Portraits of the Borgia Dynasty Automatic translate
Borgia were famous patrons of art and attracted many artists and writers who lived at the turn of the Middle Ages and the Renaissance. At a time when the Borgia clan reached the highest point of its power, numerous portraits of them were commissioned. In addition, a large number of works appeared that were thematically related to the family, but were created without their direct participation.
These are, first of all, numerous portraits of the brush of the great masters. In the Vatican halls of Borgia there are magnificent Pinturicchio frescoes (1454-1513), among them a portrait of Alexander VI and a portrait of an unknown lady, considered an image of Lucretia Borgia. Lucretius was depicted several times by another famous artist of the era - Bartolomeo Veneto. One of the images of Lucretia, emerging from under his brush, is a lady in black, another image is a portrait of the naked goddess Flora, for whom Lucretia herself could pose.

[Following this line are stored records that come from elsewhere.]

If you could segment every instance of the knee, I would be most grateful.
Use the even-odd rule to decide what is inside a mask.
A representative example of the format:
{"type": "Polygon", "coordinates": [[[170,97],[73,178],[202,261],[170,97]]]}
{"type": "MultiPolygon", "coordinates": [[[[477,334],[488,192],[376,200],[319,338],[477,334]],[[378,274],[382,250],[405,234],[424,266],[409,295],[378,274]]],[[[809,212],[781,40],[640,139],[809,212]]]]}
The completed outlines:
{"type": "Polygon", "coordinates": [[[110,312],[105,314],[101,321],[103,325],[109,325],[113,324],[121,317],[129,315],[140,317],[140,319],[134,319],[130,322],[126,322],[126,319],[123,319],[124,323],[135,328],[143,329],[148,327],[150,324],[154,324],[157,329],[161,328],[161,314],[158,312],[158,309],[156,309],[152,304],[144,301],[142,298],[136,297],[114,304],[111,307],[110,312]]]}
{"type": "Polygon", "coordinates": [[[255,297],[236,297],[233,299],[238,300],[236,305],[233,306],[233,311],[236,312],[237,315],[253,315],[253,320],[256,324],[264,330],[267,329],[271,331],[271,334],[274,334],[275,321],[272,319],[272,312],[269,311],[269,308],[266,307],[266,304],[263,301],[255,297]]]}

Among other artists who painted Lucretia during his lifetime, one should name Dosso Dossi (1490-1542). However, the author of the most famous painting depicting the whole Borgia family was an artist who lived many generations later. It was Dante Gabriel Rossetti (1828-1882), an English pre-Raphaelite painter, nephew of John William Polidori, writer, doctor and friend George Byron (Polidori is known, among other things, for being the first to introduce the image of a vampire in romantic literature).
Cesare Borgia is captured in the “Portrait of a Nobleman” by Altobello Melone (c. 1491-1543). The personality of the son of Alexander VI was more often interested in writers. So, his image was inspired by Niccolo Machiavelli (1469-1527), an outstanding Italian philosopher, historian and statesman, when he wrote his most famous philosophical treatise, The Sovereign. This book is a guide for a cruel, cynical and immoral ruler, by all means striving for power, which has become an end in itself. Machiavelli was free from political ambitions and, of course, did not follow the principles described by him. We have before us a rather philosophical program, which in literary form reflects the spirit of the times and sets out the principles to which the powers that be very often resort to today. Machiavelli completed the "Sovereign" in 1513, six years after Cesare’s death. The treatise was published only after the death of the author in 1532 and for many centuries was on the church list of forbidden books.